May 10 (Reuters) - U.S. energy firms this week cut the

number of oil and natural gas rigs operating for a third week in

a row, energy services firm Baker Hughes ( BKR ) said in its

closely followed report on Friday.

The oil and gas rig count, an early indicator of future

output, fell by two to 603 in the week to May 10, the lowest

since January 2022.

Baker Hughes ( BKR ) said that puts the total rig count down 128, or

18% below this time last year.

Baker Hughes ( BKR ) said oil rigs fell three to 496 this week,

their lowest since November, while gas rigs rose one to 103.

In Texas, drillers cut the number of rigs operating this

week by three, leaving 289 active rigs, which was still the most

in any state but the lowest in Texas since February 2022. The

state with the second most rigs operating is New Mexico at 109.

The oil and gas rig count dropped about 20% in 2023

after rising by 33% in 2022 and 67% in 2021, due to a decline in

oil and gas prices, higher labor and equipment costs from

soaring inflation and as companies focused on paying down debt

and boosting shareholder returns instead of raising output.

U.S. oil futures were up about 9% so far in 2024

after dropping by 11% in 2023. U.S. gas futures,

meanwhile, were down about 10% so far in 2024 after plunging by

44% in 2023.

That increase in oil prices should encourage drillers to

boost U.S. crude output.

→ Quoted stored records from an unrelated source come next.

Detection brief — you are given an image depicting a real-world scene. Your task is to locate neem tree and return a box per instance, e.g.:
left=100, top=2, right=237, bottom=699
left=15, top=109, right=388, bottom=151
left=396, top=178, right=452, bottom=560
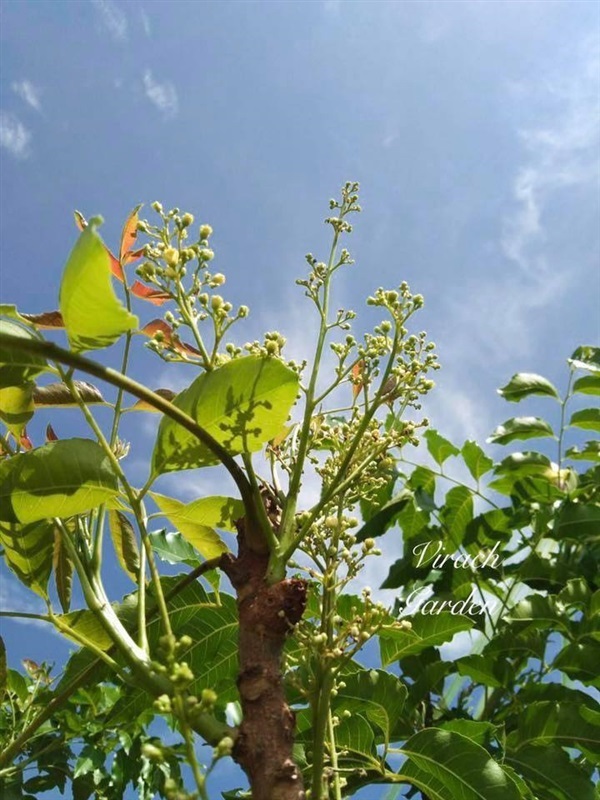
left=0, top=183, right=600, bottom=800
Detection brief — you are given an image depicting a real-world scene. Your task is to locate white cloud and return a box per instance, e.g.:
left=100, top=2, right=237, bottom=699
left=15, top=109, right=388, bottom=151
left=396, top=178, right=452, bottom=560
left=11, top=79, right=42, bottom=111
left=144, top=69, right=179, bottom=119
left=92, top=0, right=128, bottom=42
left=0, top=111, right=31, bottom=159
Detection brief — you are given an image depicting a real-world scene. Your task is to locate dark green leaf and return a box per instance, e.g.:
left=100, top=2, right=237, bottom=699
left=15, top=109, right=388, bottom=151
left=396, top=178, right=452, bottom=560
left=487, top=417, right=556, bottom=444
left=0, top=439, right=119, bottom=523
left=423, top=429, right=460, bottom=466
left=498, top=372, right=560, bottom=403
left=505, top=745, right=597, bottom=800
left=108, top=510, right=140, bottom=583
left=400, top=728, right=520, bottom=800
left=152, top=356, right=298, bottom=475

The government this week, however,

slightly lowered its production outlook for this year to 13.2

million barrels per day (bpd), which is still up from the record

12.9 million in 2023. It forecast a slightly bigger 13.7 million

bpd of output in 2025.

Occidental Petroleum ( OXY ) said this week it expects to

increase oil production in the Permian basin in the second half

of 2024, with gains in efficiency allowing the company to reduce

the rig count in the top U.S. oil field.

The drop in gas prices to 3-1/2-year lows in February

and March has already caused several producers to slash spending

and reduce drilling activities, which should cause U.S. gas

output to drop to 103.0 billion cubic feet per day (bcfd) in

2024 from a record 103.8 bcfd in 2023, according to the EIA.